Why Infrastructure Optimization Matters
As silicon-level insights make their way into commercial systems, software platforms must adapt to leverage this efficiency. This is particularly vital in the field of conversational AI, where latency and processing overhead can break the user experience.
Modern infrastructure solutions, such as CallMissed, are designed with this exact performance philosophy in mind. While researchers use Fractal to optimize low-level processor interactions, CallMissed optimizes the high-level communications layer—enabling developers to deploy AI voice agents and WhatsApp chatbots that leverage 300+ LLMs with minimal latency. By offloading the complex orchestration of Speech-to-Text (spanning 22 Indian languages) and Text-to-Speech APIs, businesses get the benefit of highly tuned, production-ready AI infrastructure without needing to write custom low-level kernels themselves.
Ultimately, MIT's work on Fractal proves that the future of computing lies in tighter, cleaner integration between software and hardware. As these academic insights trickle down into consumer operating systems, we can expect a new generation of blazingly fast, highly efficient digital tools.
Frequently Asked Questions
Why did MIT researchers build their own operating system to study how chips work?
What is the significance of the Fractal kernel created by the MIT Computer Science and Artificial Intelligence Laboratory?
How does isolating hardware bottlenecks with Fractal compare to how modern cloud systems optimize performance?
What did the MIT CSAIL team discover when they tested Fractal on Apple's M1 silicon?
How can Fractal help chip architects design more energy-efficient computing hardware?
Will Fractal be used to study other processor architectures beyond consumer computer chips?
Conclusion
By building Fractal from the ground up, the MIT CSAIL team has given the industry a powerful lens to look beyond compiler and legacy kernel abstractions, directly into the physical reality of silicon. Key takeaways from this breakthrough include:
- Unprecedented Clarity: Fractal eliminates background operating system "noise," letting researchers isolate and study raw processor behavior with surgical precision.
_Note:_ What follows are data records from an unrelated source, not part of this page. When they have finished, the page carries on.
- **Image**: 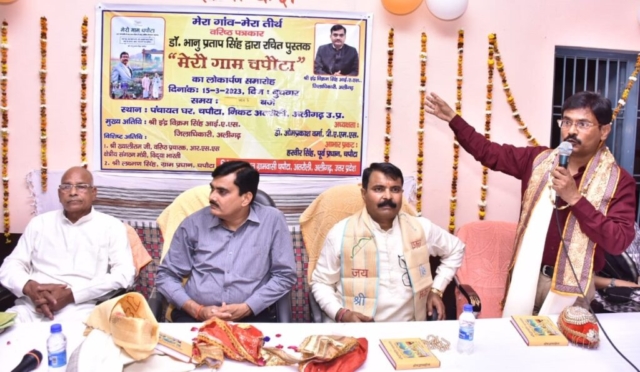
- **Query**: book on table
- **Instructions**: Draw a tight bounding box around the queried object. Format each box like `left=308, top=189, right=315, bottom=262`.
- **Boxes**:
left=511, top=315, right=569, bottom=346
left=380, top=338, right=440, bottom=370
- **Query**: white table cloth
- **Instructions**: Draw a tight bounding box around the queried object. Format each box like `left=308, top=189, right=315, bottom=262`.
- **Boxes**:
left=0, top=313, right=640, bottom=372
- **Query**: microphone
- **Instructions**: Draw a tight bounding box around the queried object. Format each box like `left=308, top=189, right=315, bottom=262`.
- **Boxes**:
left=558, top=141, right=573, bottom=169
left=11, top=349, right=42, bottom=372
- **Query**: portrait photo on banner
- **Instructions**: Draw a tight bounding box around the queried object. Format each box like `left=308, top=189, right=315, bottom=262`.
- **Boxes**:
left=313, top=20, right=361, bottom=76
left=109, top=17, right=165, bottom=100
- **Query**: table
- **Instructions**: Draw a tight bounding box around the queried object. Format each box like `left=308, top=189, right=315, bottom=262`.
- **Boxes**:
left=0, top=313, right=640, bottom=372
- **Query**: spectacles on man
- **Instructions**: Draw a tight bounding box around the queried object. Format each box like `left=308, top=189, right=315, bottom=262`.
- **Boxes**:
left=398, top=256, right=411, bottom=287
left=58, top=183, right=93, bottom=192
left=558, top=119, right=600, bottom=130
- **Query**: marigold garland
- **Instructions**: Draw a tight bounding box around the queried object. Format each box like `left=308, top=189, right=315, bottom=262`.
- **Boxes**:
left=0, top=21, right=11, bottom=244
left=489, top=34, right=538, bottom=146
left=416, top=32, right=427, bottom=215
left=449, top=30, right=464, bottom=234
left=611, top=54, right=640, bottom=123
left=40, top=17, right=47, bottom=192
left=80, top=16, right=89, bottom=168
left=384, top=28, right=393, bottom=163
left=478, top=34, right=495, bottom=220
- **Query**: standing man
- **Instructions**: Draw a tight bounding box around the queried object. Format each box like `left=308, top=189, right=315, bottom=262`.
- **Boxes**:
left=141, top=74, right=151, bottom=99
left=425, top=92, right=636, bottom=317
left=111, top=52, right=133, bottom=98
left=0, top=167, right=135, bottom=322
left=313, top=25, right=360, bottom=76
left=311, top=163, right=464, bottom=322
left=156, top=161, right=296, bottom=322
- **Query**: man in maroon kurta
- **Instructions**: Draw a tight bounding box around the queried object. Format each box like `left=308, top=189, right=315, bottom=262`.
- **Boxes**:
left=425, top=92, right=636, bottom=309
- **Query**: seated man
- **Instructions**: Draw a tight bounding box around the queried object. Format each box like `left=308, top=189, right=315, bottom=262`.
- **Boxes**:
left=0, top=167, right=135, bottom=322
left=156, top=161, right=296, bottom=322
left=311, top=163, right=464, bottom=322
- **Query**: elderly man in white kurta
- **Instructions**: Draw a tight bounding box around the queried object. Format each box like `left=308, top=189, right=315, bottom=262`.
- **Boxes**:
left=311, top=163, right=464, bottom=322
left=0, top=167, right=135, bottom=322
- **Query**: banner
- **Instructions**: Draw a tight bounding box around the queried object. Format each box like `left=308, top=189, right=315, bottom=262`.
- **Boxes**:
left=94, top=4, right=372, bottom=177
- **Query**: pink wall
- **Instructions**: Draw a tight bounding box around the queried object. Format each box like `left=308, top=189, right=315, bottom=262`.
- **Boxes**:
left=0, top=0, right=640, bottom=232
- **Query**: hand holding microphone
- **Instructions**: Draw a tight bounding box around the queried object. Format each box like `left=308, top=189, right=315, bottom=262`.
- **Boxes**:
left=551, top=141, right=582, bottom=205
left=11, top=349, right=42, bottom=372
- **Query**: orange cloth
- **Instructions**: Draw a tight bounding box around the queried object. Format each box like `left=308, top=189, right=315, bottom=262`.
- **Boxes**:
left=124, top=223, right=151, bottom=276
left=192, top=318, right=368, bottom=372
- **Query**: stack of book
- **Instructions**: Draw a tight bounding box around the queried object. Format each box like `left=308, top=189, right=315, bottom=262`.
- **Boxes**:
left=380, top=338, right=440, bottom=370
left=511, top=315, right=569, bottom=346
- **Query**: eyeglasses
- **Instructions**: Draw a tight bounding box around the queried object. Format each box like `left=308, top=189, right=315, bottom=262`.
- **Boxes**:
left=558, top=119, right=600, bottom=130
left=398, top=256, right=411, bottom=287
left=58, top=183, right=93, bottom=192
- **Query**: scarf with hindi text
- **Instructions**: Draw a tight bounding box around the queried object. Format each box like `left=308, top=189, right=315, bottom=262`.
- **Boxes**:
left=340, top=208, right=433, bottom=320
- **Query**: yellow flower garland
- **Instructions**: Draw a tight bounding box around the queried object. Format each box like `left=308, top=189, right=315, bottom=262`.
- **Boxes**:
left=80, top=16, right=89, bottom=168
left=489, top=34, right=538, bottom=146
left=449, top=30, right=464, bottom=234
left=611, top=54, right=640, bottom=123
left=416, top=32, right=427, bottom=215
left=478, top=34, right=496, bottom=220
left=40, top=17, right=47, bottom=192
left=0, top=21, right=11, bottom=244
left=384, top=28, right=393, bottom=163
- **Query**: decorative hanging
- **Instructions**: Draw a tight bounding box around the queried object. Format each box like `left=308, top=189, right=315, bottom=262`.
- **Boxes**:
left=611, top=54, right=640, bottom=123
left=0, top=21, right=11, bottom=244
left=416, top=32, right=427, bottom=215
left=489, top=34, right=538, bottom=146
left=80, top=16, right=89, bottom=168
left=40, top=17, right=47, bottom=192
left=478, top=34, right=496, bottom=220
left=449, top=30, right=464, bottom=234
left=381, top=0, right=422, bottom=15
left=384, top=28, right=393, bottom=163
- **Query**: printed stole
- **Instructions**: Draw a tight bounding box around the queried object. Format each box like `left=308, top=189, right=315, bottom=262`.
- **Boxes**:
left=341, top=209, right=433, bottom=320
left=503, top=146, right=620, bottom=306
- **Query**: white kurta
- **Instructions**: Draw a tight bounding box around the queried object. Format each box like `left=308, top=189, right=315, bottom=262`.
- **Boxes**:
left=311, top=217, right=464, bottom=322
left=0, top=210, right=135, bottom=321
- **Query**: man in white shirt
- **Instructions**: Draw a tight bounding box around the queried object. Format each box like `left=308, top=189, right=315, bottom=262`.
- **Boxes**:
left=0, top=167, right=135, bottom=322
left=311, top=163, right=464, bottom=322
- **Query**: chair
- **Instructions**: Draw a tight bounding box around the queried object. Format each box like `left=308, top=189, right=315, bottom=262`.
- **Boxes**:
left=300, top=184, right=480, bottom=323
left=456, top=221, right=517, bottom=318
left=148, top=185, right=292, bottom=323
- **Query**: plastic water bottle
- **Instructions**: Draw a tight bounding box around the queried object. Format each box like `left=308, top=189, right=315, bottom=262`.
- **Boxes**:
left=458, top=304, right=476, bottom=354
left=47, top=324, right=67, bottom=372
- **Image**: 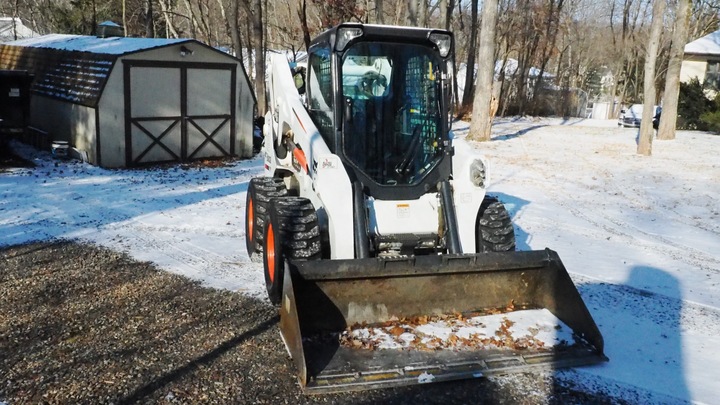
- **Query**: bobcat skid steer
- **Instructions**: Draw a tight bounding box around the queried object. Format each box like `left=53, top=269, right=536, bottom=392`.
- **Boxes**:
left=246, top=24, right=607, bottom=393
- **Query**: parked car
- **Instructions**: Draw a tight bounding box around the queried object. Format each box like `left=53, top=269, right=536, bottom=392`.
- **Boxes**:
left=618, top=104, right=662, bottom=129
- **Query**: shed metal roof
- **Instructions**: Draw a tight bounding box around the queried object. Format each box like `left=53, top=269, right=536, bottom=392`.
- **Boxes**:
left=0, top=17, right=40, bottom=42
left=0, top=34, right=194, bottom=107
left=685, top=31, right=720, bottom=56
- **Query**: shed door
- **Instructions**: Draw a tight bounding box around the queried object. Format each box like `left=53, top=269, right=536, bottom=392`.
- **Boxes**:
left=124, top=61, right=235, bottom=166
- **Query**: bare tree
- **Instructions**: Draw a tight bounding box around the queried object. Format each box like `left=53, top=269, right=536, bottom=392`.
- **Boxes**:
left=637, top=0, right=665, bottom=156
left=468, top=0, right=498, bottom=141
left=145, top=0, right=155, bottom=38
left=657, top=0, right=690, bottom=140
left=458, top=0, right=479, bottom=117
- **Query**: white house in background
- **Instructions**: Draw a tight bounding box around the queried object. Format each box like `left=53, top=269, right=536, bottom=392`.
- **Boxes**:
left=0, top=17, right=40, bottom=43
left=680, top=31, right=720, bottom=90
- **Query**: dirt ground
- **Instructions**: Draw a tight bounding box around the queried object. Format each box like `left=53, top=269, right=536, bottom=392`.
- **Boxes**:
left=0, top=241, right=627, bottom=405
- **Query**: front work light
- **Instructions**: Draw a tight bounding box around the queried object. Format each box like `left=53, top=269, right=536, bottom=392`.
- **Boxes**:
left=335, top=27, right=362, bottom=52
left=470, top=159, right=486, bottom=188
left=430, top=32, right=452, bottom=58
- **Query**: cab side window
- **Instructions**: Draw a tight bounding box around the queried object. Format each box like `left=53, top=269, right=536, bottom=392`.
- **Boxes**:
left=307, top=45, right=335, bottom=151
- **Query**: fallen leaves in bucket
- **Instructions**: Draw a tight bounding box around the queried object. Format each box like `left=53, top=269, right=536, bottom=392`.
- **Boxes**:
left=339, top=303, right=574, bottom=351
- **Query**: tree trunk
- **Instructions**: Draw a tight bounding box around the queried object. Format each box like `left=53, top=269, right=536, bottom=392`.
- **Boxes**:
left=458, top=0, right=479, bottom=116
left=637, top=0, right=665, bottom=156
left=375, top=0, right=385, bottom=25
left=252, top=0, right=267, bottom=116
left=408, top=0, right=418, bottom=27
left=298, top=0, right=310, bottom=52
left=122, top=0, right=127, bottom=36
left=468, top=0, right=498, bottom=141
left=657, top=0, right=690, bottom=140
left=145, top=0, right=155, bottom=38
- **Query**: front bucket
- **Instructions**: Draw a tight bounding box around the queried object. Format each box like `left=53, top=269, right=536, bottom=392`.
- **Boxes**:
left=280, top=249, right=607, bottom=393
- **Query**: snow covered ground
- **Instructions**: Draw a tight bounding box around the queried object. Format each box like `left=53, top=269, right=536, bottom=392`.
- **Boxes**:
left=0, top=119, right=720, bottom=404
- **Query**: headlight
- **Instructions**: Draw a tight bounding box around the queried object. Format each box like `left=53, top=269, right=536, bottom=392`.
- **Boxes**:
left=335, top=27, right=363, bottom=51
left=470, top=159, right=485, bottom=188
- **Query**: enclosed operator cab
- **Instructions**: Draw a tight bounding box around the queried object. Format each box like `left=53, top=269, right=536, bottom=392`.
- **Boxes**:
left=307, top=24, right=453, bottom=200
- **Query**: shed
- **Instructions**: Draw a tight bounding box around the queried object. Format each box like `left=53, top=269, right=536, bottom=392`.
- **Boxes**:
left=0, top=34, right=256, bottom=167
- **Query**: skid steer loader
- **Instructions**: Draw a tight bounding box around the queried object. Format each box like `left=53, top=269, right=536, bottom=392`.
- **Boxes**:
left=246, top=23, right=607, bottom=393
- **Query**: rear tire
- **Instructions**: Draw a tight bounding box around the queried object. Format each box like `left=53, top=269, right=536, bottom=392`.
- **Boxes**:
left=263, top=197, right=322, bottom=304
left=245, top=177, right=288, bottom=262
left=475, top=196, right=515, bottom=253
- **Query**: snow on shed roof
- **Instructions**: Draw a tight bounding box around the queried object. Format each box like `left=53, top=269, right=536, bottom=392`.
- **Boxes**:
left=0, top=34, right=194, bottom=107
left=0, top=17, right=39, bottom=42
left=685, top=31, right=720, bottom=56
left=7, top=34, right=193, bottom=55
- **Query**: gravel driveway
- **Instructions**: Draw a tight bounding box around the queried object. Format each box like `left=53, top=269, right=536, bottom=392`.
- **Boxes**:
left=0, top=241, right=632, bottom=405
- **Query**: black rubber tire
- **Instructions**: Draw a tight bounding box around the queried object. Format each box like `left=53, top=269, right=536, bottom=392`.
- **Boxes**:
left=263, top=197, right=322, bottom=304
left=245, top=177, right=288, bottom=262
left=475, top=196, right=515, bottom=253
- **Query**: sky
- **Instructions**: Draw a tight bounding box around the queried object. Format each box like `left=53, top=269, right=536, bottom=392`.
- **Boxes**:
left=0, top=118, right=720, bottom=404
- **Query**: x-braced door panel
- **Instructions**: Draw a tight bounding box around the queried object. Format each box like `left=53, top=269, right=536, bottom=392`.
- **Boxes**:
left=125, top=61, right=235, bottom=166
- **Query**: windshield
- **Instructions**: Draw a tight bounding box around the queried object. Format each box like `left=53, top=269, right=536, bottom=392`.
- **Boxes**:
left=341, top=42, right=443, bottom=185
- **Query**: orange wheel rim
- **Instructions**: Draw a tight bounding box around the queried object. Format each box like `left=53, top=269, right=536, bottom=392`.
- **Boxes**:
left=265, top=225, right=275, bottom=283
left=245, top=198, right=255, bottom=241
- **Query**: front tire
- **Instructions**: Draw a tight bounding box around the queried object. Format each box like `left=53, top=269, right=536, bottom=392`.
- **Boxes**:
left=245, top=177, right=288, bottom=261
left=475, top=196, right=515, bottom=253
left=263, top=197, right=322, bottom=304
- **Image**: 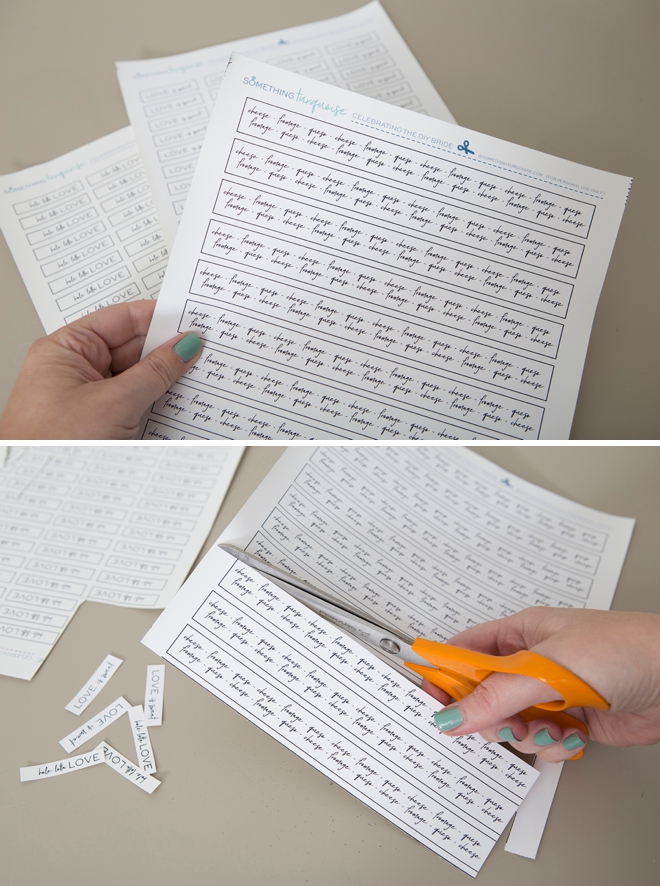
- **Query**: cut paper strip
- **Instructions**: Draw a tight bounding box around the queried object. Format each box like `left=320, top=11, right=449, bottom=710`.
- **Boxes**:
left=144, top=665, right=165, bottom=726
left=504, top=758, right=564, bottom=858
left=128, top=705, right=156, bottom=773
left=65, top=655, right=123, bottom=717
left=103, top=742, right=160, bottom=794
left=19, top=744, right=105, bottom=781
left=60, top=695, right=131, bottom=754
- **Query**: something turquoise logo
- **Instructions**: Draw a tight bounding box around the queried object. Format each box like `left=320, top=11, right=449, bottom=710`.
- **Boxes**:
left=243, top=76, right=346, bottom=117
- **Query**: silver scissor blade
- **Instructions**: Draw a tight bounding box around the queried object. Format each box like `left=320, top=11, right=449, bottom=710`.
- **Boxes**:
left=218, top=544, right=428, bottom=666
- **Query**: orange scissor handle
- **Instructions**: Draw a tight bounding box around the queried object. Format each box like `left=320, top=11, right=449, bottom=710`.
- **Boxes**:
left=406, top=637, right=609, bottom=760
left=406, top=637, right=609, bottom=711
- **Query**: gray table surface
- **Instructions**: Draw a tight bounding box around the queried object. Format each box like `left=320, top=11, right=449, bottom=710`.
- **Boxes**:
left=0, top=446, right=660, bottom=886
left=0, top=0, right=660, bottom=440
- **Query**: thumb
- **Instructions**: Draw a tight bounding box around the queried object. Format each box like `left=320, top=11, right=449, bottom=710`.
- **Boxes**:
left=433, top=674, right=561, bottom=735
left=112, top=332, right=204, bottom=423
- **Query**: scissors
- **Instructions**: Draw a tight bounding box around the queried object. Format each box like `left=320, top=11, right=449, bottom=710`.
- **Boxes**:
left=219, top=544, right=609, bottom=760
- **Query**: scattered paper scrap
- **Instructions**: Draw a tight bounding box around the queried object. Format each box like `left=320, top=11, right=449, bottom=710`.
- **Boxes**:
left=128, top=705, right=156, bottom=772
left=102, top=742, right=160, bottom=794
left=65, top=655, right=123, bottom=717
left=19, top=743, right=106, bottom=781
left=144, top=665, right=165, bottom=726
left=60, top=695, right=131, bottom=754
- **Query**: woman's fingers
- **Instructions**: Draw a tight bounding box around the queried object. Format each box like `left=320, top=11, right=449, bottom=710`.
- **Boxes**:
left=435, top=674, right=561, bottom=735
left=496, top=720, right=587, bottom=763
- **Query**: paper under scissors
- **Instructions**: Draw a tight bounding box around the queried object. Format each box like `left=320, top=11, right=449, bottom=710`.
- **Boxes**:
left=220, top=545, right=609, bottom=760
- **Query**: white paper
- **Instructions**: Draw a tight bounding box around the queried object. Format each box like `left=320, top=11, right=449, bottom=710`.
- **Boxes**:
left=60, top=695, right=130, bottom=754
left=117, top=2, right=454, bottom=248
left=220, top=447, right=635, bottom=858
left=143, top=547, right=536, bottom=876
left=64, top=655, right=123, bottom=717
left=144, top=665, right=165, bottom=727
left=504, top=757, right=564, bottom=858
left=0, top=126, right=168, bottom=333
left=19, top=744, right=105, bottom=781
left=0, top=446, right=243, bottom=680
left=219, top=446, right=635, bottom=642
left=138, top=56, right=630, bottom=440
left=103, top=742, right=160, bottom=794
left=128, top=705, right=156, bottom=774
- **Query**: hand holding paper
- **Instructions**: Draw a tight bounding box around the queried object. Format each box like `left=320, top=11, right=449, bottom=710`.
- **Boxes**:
left=0, top=301, right=202, bottom=440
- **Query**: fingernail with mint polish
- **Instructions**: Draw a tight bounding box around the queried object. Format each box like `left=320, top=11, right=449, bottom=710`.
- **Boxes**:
left=174, top=332, right=204, bottom=363
left=561, top=732, right=586, bottom=751
left=497, top=726, right=518, bottom=741
left=534, top=729, right=557, bottom=748
left=433, top=708, right=463, bottom=732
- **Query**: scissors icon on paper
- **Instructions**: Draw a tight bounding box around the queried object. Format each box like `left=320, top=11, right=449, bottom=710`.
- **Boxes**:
left=220, top=544, right=609, bottom=760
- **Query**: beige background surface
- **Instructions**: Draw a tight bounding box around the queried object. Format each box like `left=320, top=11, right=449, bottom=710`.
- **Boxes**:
left=0, top=0, right=660, bottom=439
left=0, top=447, right=660, bottom=886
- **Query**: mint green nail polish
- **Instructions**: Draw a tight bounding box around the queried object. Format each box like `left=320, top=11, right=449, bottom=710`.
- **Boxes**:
left=174, top=332, right=204, bottom=363
left=561, top=732, right=586, bottom=751
left=534, top=729, right=557, bottom=748
left=433, top=708, right=463, bottom=732
left=497, top=726, right=518, bottom=741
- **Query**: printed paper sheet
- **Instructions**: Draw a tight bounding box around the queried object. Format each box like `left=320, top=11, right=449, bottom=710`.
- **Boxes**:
left=117, top=2, right=454, bottom=248
left=220, top=447, right=634, bottom=858
left=0, top=126, right=168, bottom=333
left=0, top=446, right=243, bottom=680
left=143, top=547, right=537, bottom=876
left=138, top=56, right=630, bottom=440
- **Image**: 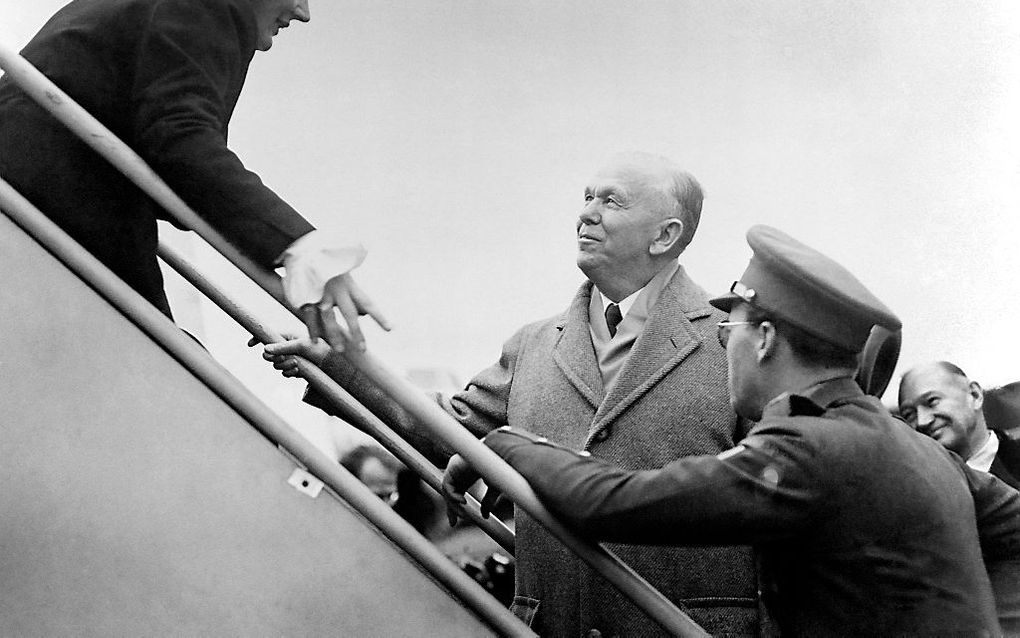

- Real-World Validation: The kernel has already analyzed Apple's complex M1 chip architecture, proving that clean-slate software can uncover deep hardware design insights.
- Hardware-Software Unity: To squeeze maximum efficiency out of modern chips, engineers must treat the hardware itself as an active object of study rather than a black box.
Moving forward, watch how clean-slate operating systems like Fractal reshape the optimization of next-generation AI accelerators and edge hardware. As compute demands skyrocket, co-designing hardware and low-level software will be critical.
To explore how AI communication is evolving alongside these hardware breakthroughs, check out CallMissed — an AI infrastructure platform powering voice agents and multilingual chatbots for businesses. As we strip away legacy abstraction layers, are we on the verge of a hardware-software co-design revolution?